How time flies by when you’re having fun. Still remember the day my GSoC proposal was selected, like it was yesterday. Now, here we are at the end of the awesome journey.
So what exactly was my project about?
My project was titled “Better Tooling for Baloo”. So, exactly is Baloo? Baloo is a framework responsible for file indexing and search for KDE. It is capable of full text indexing and blazing fast queries, while having a small foot print. My project involved writting and improving introspection and control tools for Baloo.
This invlolved improving balooctl the already existing commmand line tools to control baloo. I ended up adding various options to it:
- balooctl status now shows size of the index and state of the indexer i.e. what baloo is upto right now.
- Add option balooctl status [file..] which tells if a file is indexed or not and if it is not indexed, is it scheduled to be indexed. This option will be useful to debug cases in which user cannot find a specific file.
- Add option balooctl monitor which prints out filepaths as they are being indexed. Useful for users which want to know what baloo is doing right now.
- Add option balooctl index [file..] which indexes the specified files. Useful for indexing specific files manually for eg. in case they might be in an excluded directory.
Now comes the major part of the project baloo-monitor, I will explain the it’s various features and challenges I faced while implementing them below.
As can be seen from the screenshot, the application shows the user baloo’s current state, file being indexed, total progress and estimated remaining time and a button to suspend/resume indexing.
There were loads of challenges I had to face to get there. The first one being the baloo_file_extractor’s behaviour which I mentioned in my first post. Once that was refactored, I had to deal with the internal queue based architecture which was pretty complex and didn’t work well for introspection. So the next step was to come up with a new architecture which I failed miserably with and finally realizing how hard it is to design software. Then with loads of help of my mentor, a better architecture was thought of which is what baloo uses now and works quite well for introspection.
Following this it was a matter of figuring out how Inter-process communication works via D-Bus and writting the required code for the monitor, which as easy as it sounds now, was pretty hard for me to get working back then.

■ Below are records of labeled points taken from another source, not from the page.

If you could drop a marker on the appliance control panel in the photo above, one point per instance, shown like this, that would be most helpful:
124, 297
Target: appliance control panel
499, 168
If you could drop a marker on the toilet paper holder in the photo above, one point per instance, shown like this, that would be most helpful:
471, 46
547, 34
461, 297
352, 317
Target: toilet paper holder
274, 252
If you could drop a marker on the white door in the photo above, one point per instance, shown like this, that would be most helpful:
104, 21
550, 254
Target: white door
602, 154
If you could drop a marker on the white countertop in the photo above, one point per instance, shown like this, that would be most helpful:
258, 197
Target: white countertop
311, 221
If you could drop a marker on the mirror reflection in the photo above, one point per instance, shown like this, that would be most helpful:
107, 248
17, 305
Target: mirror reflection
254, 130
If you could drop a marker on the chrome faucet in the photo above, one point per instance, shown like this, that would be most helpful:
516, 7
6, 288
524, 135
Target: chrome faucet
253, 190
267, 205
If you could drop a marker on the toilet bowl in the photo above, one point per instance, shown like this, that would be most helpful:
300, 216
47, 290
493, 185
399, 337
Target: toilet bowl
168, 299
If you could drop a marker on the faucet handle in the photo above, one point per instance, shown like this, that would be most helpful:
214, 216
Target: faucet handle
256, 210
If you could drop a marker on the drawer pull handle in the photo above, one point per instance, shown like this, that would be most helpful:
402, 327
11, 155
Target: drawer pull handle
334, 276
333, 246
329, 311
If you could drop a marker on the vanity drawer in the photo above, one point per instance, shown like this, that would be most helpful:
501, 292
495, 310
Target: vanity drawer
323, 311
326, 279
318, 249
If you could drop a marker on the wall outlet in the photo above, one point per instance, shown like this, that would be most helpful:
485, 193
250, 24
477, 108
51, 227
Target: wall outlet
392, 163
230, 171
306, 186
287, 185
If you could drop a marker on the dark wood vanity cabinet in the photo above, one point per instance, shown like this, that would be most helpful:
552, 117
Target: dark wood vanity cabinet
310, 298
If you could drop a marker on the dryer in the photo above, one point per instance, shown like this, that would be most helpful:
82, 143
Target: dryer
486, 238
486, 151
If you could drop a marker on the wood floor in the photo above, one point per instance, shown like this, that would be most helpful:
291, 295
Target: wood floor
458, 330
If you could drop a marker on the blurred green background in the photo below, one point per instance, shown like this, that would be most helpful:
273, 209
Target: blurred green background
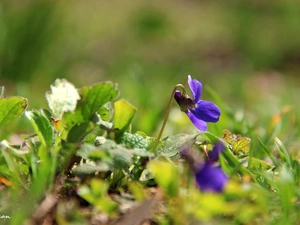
246, 52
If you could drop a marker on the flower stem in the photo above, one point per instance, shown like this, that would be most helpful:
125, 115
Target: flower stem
167, 115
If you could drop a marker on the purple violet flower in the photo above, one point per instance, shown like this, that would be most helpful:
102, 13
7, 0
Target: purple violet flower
211, 177
199, 111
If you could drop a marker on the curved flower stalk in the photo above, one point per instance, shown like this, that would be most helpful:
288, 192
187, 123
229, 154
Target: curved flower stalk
199, 111
208, 175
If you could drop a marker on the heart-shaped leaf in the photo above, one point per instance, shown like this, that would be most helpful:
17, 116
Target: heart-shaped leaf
11, 108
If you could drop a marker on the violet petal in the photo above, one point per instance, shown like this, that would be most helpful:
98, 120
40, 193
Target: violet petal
200, 124
211, 178
196, 88
206, 111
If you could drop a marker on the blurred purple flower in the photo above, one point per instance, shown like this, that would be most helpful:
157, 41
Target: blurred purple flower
199, 111
211, 177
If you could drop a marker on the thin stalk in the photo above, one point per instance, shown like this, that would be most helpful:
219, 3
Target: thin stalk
167, 114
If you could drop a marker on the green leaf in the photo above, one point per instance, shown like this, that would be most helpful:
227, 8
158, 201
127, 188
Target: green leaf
124, 113
133, 141
93, 97
62, 98
11, 108
166, 175
42, 127
88, 169
79, 132
2, 90
176, 143
238, 144
257, 164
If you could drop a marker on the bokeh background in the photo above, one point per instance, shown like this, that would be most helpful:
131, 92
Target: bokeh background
246, 54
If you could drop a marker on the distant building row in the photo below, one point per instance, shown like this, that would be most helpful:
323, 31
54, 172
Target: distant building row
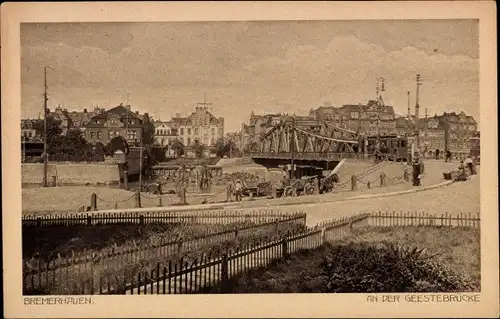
449, 131
100, 125
200, 127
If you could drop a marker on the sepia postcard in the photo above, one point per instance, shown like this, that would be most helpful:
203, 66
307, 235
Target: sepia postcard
250, 159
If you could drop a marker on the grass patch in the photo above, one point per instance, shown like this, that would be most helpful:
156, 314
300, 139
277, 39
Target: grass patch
50, 240
123, 271
411, 259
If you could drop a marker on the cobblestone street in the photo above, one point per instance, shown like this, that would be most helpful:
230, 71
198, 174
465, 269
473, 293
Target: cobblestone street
455, 198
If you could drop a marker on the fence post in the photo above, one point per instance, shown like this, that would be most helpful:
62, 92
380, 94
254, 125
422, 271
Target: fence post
125, 179
224, 273
323, 235
138, 199
316, 186
93, 202
179, 247
284, 247
382, 179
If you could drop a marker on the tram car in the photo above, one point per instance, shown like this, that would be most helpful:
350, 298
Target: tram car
393, 147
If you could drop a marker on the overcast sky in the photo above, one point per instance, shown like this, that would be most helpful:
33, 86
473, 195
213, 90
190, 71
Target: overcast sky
282, 66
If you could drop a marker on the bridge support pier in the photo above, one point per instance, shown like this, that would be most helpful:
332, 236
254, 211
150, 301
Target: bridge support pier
353, 182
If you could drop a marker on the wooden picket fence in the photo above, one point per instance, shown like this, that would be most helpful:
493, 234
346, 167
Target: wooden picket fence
204, 273
218, 216
40, 274
404, 219
200, 275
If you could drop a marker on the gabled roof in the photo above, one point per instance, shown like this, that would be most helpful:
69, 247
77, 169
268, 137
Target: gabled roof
79, 119
121, 110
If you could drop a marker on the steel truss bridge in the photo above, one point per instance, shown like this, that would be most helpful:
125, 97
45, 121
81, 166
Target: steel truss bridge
307, 142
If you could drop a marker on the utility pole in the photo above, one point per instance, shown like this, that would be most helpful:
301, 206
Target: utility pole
292, 149
140, 158
417, 109
45, 147
409, 111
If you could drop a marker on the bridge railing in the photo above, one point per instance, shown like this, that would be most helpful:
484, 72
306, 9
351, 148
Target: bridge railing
306, 155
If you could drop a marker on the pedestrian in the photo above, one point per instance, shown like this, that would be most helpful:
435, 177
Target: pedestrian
462, 176
469, 163
448, 156
416, 171
238, 190
182, 181
204, 176
229, 191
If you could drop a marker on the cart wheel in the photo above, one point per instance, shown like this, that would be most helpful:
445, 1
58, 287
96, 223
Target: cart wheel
289, 191
308, 189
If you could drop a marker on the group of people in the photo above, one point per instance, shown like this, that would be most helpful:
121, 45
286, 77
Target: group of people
234, 188
203, 177
467, 165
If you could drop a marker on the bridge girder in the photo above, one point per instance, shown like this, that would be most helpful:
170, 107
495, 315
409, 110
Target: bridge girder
316, 137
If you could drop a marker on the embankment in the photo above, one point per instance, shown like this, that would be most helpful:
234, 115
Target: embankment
71, 173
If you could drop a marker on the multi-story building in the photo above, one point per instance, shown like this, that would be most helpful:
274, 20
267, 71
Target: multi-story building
165, 133
79, 120
201, 126
449, 131
459, 129
30, 129
404, 126
432, 135
62, 116
360, 118
118, 121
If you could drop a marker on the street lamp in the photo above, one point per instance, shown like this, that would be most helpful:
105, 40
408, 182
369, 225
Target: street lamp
45, 148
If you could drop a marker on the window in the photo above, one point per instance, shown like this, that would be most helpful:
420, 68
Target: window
131, 134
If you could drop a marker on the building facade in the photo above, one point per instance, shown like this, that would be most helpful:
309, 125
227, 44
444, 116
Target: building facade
29, 131
201, 126
459, 128
118, 121
79, 120
432, 136
61, 115
359, 118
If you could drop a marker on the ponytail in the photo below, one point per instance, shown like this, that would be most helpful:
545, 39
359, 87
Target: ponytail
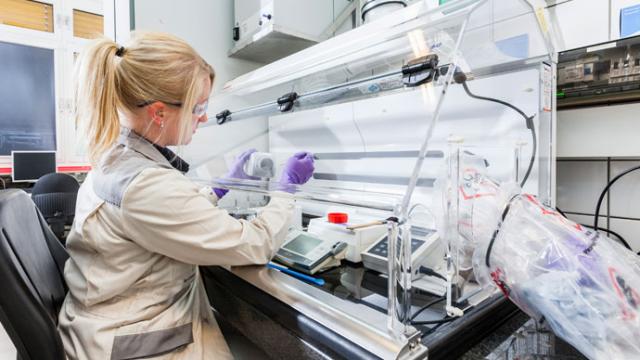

Predicting the future is hard. Why do I mention it? I had to come up with an estimated remaining time algorithm for the monitor. The only information available to calculate that without insane amount of overhead was time taken to index past files and files left. Therefore predicting the future. The problem with this is time taken to index different types of files varies wildly for instance if we’re indexing a complete e-book thingy vs a simple mp3 file, the former can take more than triple the amount of time.
I tried the simplest approach to begin with, simply average the time taken to index a single batch till now and multiply it with the number of batches. (we index file in batches). That didn’t work out quite well, because we could have a situation where the bathes in the beginning were super quick which would drive down the average and the we encounter batches of text heavy files which would slow down the indexing but wouldn’t have enough impact on the average time.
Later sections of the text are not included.